Robbie Williams
Buy? Ignore
With 15 Brit Awards and 55 million album sales, Williams represents a money spinning throwback to a recent Golden Age that music business bigwigs long for. But the 24-carat ‘classics' such as Millennium, Feel and Angels from Robbie's heyday are now products of a distant, more opulent era. After losing a large portion of his audience with farcical Rudebox, Robbie now attempts to crawl from the wreckage with fabled producer Trevor Horn manning the orchestrated battlements and song-writing collaborator Guy ‘Angels' Chambers returning to lend support. The confessional comedic lyrics and mid paced ballads just doesn't cut it.

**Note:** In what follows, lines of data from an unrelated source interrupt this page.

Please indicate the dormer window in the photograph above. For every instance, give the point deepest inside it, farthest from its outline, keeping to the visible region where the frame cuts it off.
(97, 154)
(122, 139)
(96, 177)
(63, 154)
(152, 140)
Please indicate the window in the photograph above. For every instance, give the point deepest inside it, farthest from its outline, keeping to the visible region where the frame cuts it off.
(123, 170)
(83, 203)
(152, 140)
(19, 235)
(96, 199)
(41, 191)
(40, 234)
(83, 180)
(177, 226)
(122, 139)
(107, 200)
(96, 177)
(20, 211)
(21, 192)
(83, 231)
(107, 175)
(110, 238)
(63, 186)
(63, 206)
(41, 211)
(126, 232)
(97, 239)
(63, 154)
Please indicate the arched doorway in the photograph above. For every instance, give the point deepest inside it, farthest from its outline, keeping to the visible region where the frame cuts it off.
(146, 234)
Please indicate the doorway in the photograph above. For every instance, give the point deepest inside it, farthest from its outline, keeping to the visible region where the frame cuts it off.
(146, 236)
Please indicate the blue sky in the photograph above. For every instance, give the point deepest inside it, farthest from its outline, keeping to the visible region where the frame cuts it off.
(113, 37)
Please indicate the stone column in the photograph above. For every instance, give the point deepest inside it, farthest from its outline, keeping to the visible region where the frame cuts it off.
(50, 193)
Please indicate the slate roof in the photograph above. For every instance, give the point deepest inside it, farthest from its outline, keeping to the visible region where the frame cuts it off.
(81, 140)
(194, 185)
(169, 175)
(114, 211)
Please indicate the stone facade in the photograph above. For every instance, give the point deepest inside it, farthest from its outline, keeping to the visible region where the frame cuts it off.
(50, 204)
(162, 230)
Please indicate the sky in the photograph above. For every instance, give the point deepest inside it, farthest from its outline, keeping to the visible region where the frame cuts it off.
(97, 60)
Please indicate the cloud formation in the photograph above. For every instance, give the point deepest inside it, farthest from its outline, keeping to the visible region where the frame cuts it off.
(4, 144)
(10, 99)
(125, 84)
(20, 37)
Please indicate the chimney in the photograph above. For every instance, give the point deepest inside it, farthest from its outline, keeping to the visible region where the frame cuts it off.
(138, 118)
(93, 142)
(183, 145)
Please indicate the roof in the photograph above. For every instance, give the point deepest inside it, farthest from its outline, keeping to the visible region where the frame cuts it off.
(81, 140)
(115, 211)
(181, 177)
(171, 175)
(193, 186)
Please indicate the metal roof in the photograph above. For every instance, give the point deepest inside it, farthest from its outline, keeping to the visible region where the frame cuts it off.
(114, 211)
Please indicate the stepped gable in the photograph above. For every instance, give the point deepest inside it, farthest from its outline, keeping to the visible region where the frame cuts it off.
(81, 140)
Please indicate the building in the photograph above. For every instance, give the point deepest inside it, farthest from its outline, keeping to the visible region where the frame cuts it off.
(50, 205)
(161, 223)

Robbie does his George Michael-lite delivery — typical of his off-the-peg approach to pop idolatory — but the raised eyebrows and knowing nudges of Rob's cheeky choppy persona soon tire. Blasphemy, the reunion with Guy Chambers, is particularly poor. Rob plumps for Bowie, with a side order of Beatles, on the futuristic psychobabble of Deceptacon and a wan melody adds queasiness to the self-pity that runs through this record like lettering in a stick of rock. With tunes that are mediocre, very average vocalising and an expensive production that highlights its weak content, reality will definitely kill the Video Star.